John Tkacik, a former State Department official, said China’s drive for South China Sea control has been a long-time goal of Chinese leadership since the Communist regime was founded. China began invading and seizing South China Sea islands in 1974 and continued to the present.

"Over the past 15 years, the Chinese have embarked on this new strategy of massive construction on what had been submerged landforms, and are now in a position to both enforce their claims, not just to the islets themselves, but to the entire million square miles of the South China Sea," Tkacik said.

"Clearly, Beijing intends to occupy and populate these new outposts with the goal of establishing maritime enforcement, not just over the islands and their fisheries and seabed mineral resources, but over international maritime and aviation transportation as well," he said.

The construction appears part of a well-planned strategy that could result in "all international transportation in the sea space and airspace of the Sea will soon be under Beijing’s enforcement jurisdiction," he continued.

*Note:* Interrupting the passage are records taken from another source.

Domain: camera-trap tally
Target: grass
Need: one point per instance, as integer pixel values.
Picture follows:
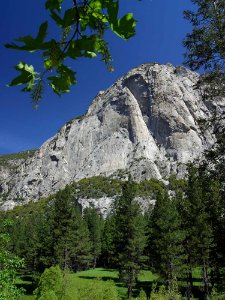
(100, 278)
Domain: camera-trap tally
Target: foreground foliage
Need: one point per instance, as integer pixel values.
(79, 32)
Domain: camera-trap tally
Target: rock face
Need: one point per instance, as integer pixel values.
(148, 123)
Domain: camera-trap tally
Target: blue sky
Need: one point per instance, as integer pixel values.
(160, 31)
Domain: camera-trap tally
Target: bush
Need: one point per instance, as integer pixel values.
(164, 293)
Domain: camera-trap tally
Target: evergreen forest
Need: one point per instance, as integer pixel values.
(178, 236)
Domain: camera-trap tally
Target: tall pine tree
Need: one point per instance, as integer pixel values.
(130, 238)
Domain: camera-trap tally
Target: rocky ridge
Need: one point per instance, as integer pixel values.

"The South China Sea is the single most important confined seaway on the face of the earth because nearly a third of all global shipping passes through it each year," said Tkacik, now a senior fellow at the International Assessment and Strategy Center.

Deputy Secretary of State Tony Blinken made no mention of China’s rebuff during a speech in Tokyo after his visit to Beijing. Instead, he said U.S.-China cooperation "has grown deeper and wider."

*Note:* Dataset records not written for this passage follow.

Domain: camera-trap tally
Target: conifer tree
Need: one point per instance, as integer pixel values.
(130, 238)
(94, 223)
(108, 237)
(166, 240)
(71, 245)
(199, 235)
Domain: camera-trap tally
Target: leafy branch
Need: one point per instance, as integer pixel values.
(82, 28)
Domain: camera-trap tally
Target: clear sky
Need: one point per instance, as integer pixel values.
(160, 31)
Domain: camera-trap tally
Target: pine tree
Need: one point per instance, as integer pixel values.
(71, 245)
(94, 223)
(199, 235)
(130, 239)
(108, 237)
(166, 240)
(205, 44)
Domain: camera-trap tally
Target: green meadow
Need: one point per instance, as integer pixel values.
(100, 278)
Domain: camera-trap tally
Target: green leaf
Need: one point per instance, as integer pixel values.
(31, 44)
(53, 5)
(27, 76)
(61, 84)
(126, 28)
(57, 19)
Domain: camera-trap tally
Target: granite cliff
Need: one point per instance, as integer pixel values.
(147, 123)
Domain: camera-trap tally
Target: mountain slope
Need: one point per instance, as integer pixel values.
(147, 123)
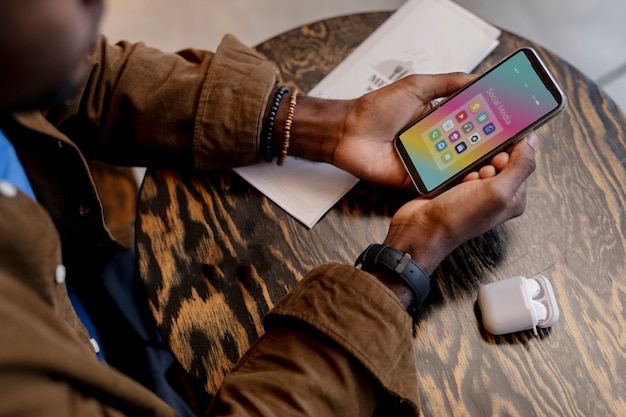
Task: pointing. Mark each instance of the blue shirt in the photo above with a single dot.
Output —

However, he also noted that "we are firm in our stance on maritime security."

"Free commerce requires free waterways for ships to pass," he said. "It requires that the needs of business take precedence over squabbles over rocks and shoals."

"The true question at the heart of these conflicts is who controls access to Asia's abundant energy resources," Blinken said. "The region depends, as you know, on sustainable, affordable, and reliable access to diverse energy supplies—which in turn rely upon the safe and reliable transport of oil and gas in maritime channels. Almost a third of global crude oil and over half of global LNG passes through the South China Sea, making it one of the most important trade routes in the world."